Does Chicago Cubs loss Sunday count as a shutout?
A week ago, I was on my way out of Chicago for some much-needed R&R in Wisconsin. The piece I wrote before leaving pointed out that the Chicago Cubs’ offense had been rendered punchless by the trade of Alfonso Soriano to New York, and the result had been a rather high rate of shutouts (six times in the first 21 games of the post-Soriano era). I boldly predicted the Cubs would be shut out anywhere from six to 10 more times before the season ends.
Being away for four days, and not having any access to wifi service on my phone, was a most peaceful change. Without a pennant race to think about, there’s really no need to get too invested in the Chicago Cubs anymore this season. Some have turned to following developments in minor-league pipeline, and others are thinking about where the Cubs will end up in the next draft order. But for me, if it doesn’t happen at the big-league level, it’s as if it doesn’t happen at all.
But the team managed to avoid being shut out for a whole week, and they even put up 11 runs against the Nationals last Monday. I was somewhat surprised, and began to think my shutouts prognostication had been too rough on the Cubs. And then Sunday’s game in San Diego came along.
The final score reflects a 3-2 Cubs loss to the Padres in 15 innings. Technically, that’s not a shutout. But what gets lost is the fact the Cubs went the first 12 innings of the game with no runs crossing the plate. It was the 11th inning before a Chicago Cubs player even reached third base. And one run would have been enough to put the game away, with the Padres having struggles of their own at the plate. But the Cubs offense came up empty until the 13th inning, and for that reason I have a decision to make: Does the game get counted as a shutout or not?

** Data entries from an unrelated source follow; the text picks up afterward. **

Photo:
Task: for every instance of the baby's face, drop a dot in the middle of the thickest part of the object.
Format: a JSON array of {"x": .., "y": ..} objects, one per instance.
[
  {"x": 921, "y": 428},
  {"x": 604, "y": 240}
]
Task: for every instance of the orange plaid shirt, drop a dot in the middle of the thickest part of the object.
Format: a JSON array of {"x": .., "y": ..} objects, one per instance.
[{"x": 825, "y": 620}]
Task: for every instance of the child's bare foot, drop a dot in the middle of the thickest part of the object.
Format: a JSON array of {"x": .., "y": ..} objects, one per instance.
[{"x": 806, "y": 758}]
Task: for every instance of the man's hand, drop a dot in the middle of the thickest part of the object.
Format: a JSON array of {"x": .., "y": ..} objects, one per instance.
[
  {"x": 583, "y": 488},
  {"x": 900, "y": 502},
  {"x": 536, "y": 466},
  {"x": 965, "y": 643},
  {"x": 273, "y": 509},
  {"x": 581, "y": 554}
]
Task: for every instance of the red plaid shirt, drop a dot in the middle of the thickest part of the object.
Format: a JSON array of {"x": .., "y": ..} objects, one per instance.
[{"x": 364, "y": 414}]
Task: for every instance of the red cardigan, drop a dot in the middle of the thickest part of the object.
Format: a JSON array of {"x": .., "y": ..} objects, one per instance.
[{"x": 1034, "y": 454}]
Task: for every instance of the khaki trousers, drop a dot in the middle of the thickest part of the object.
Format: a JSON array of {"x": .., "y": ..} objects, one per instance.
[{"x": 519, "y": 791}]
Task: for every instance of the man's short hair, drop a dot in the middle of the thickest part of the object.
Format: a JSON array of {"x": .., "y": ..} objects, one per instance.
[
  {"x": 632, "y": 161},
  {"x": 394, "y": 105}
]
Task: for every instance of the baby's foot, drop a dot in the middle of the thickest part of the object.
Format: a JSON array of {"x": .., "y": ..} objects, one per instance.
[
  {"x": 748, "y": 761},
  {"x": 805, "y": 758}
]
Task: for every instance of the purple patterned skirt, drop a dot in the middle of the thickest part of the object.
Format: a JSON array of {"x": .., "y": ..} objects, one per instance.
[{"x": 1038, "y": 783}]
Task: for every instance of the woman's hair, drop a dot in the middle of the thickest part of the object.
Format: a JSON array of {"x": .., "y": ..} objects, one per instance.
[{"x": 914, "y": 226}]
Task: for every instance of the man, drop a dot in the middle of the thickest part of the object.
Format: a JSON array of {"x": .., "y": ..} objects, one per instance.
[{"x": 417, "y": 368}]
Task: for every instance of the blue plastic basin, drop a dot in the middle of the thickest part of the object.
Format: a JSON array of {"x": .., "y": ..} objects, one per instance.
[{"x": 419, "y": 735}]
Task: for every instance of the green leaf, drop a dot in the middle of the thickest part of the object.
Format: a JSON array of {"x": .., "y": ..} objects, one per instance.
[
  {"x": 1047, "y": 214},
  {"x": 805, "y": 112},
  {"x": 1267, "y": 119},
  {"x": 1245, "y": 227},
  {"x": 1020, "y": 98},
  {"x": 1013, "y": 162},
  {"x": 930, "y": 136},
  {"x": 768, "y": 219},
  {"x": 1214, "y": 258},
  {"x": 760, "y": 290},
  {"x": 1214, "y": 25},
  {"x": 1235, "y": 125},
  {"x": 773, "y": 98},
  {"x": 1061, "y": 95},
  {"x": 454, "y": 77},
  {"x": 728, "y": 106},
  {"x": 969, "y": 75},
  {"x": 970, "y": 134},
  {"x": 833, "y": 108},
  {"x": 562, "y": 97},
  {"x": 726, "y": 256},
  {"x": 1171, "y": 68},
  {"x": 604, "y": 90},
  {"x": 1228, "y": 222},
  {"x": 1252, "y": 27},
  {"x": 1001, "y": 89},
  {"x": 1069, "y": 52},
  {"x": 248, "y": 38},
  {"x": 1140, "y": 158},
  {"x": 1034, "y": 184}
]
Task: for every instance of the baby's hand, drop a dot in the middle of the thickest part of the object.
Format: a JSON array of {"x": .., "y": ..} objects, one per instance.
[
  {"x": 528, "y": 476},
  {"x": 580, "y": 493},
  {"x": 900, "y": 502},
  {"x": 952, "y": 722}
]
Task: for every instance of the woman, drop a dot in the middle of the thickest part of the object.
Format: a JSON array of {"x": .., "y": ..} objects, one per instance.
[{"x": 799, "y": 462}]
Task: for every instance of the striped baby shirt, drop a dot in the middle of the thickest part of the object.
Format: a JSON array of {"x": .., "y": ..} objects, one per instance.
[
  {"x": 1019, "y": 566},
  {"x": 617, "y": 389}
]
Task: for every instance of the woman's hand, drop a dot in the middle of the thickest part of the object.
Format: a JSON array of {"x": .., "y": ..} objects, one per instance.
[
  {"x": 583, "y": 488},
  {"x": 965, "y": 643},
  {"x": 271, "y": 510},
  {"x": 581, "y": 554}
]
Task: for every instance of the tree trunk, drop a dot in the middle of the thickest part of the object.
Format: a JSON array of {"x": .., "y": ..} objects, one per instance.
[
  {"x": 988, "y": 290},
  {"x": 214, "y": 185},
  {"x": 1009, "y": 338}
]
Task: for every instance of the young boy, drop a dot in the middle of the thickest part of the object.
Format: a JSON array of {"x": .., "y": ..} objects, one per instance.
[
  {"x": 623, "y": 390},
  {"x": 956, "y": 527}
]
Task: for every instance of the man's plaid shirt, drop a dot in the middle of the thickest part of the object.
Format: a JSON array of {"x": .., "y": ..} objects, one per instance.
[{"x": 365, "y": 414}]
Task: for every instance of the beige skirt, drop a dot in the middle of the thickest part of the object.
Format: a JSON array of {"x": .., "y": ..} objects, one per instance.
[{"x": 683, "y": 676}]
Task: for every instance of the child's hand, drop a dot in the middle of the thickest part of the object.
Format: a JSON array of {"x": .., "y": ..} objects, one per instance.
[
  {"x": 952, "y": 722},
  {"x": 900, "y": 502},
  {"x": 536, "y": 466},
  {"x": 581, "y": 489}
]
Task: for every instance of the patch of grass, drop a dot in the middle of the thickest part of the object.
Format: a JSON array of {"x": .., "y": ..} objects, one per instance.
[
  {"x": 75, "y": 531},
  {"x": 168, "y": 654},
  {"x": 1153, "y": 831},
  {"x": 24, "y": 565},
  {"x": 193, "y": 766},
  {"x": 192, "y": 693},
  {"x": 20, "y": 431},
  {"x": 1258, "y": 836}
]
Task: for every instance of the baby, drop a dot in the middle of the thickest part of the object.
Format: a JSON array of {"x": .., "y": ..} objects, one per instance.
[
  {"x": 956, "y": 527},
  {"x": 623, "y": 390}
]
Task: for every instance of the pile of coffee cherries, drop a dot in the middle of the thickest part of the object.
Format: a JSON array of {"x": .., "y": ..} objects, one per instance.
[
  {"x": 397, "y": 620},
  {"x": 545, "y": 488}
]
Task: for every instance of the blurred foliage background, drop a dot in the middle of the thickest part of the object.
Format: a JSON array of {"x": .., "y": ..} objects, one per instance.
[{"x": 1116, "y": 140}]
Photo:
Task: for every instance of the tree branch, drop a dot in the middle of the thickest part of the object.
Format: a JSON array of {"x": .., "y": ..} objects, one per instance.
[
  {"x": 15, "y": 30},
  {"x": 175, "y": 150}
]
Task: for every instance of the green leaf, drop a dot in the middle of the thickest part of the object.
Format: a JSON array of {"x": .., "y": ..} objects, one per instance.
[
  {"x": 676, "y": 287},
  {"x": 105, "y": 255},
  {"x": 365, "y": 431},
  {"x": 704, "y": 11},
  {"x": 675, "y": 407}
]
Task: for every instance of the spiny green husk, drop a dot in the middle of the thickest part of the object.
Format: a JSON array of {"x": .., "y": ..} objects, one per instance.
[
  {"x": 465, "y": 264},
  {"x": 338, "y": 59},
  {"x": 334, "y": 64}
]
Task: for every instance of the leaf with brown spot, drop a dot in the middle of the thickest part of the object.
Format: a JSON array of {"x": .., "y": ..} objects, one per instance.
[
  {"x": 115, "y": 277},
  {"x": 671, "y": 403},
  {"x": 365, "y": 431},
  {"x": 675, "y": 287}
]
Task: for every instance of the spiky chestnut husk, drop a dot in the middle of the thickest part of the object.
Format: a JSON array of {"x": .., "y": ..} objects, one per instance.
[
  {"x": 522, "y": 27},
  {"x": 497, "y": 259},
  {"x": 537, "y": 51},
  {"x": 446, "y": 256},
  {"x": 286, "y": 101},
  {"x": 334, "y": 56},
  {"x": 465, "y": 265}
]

My vote is that it does. The Cubs didn’t just go 27 outs without scoring a run, they went 36 outs. That’s more than enough offensive futility to earn a shutout, in my mind. Of course, if the Cubs had won the game — and they nearly did until another bullpen collapse did them in — then it’s not a shutout. But they lost, so something should be done to remember just how bad the offense was.
Mercifully, there are now just 32 games left in the season. With one shutout in the bank, the Chicago Cubs will need to average a shutout a week to hit the lower end of the range that I predicted. Getting to 10 shutouts might seem like a stretch, but then again, so did blowing a six-run first inning lead in San Diego on Friday night. So, we’ll have to see what happens over these last five weeks. What else is there to look forward to this season?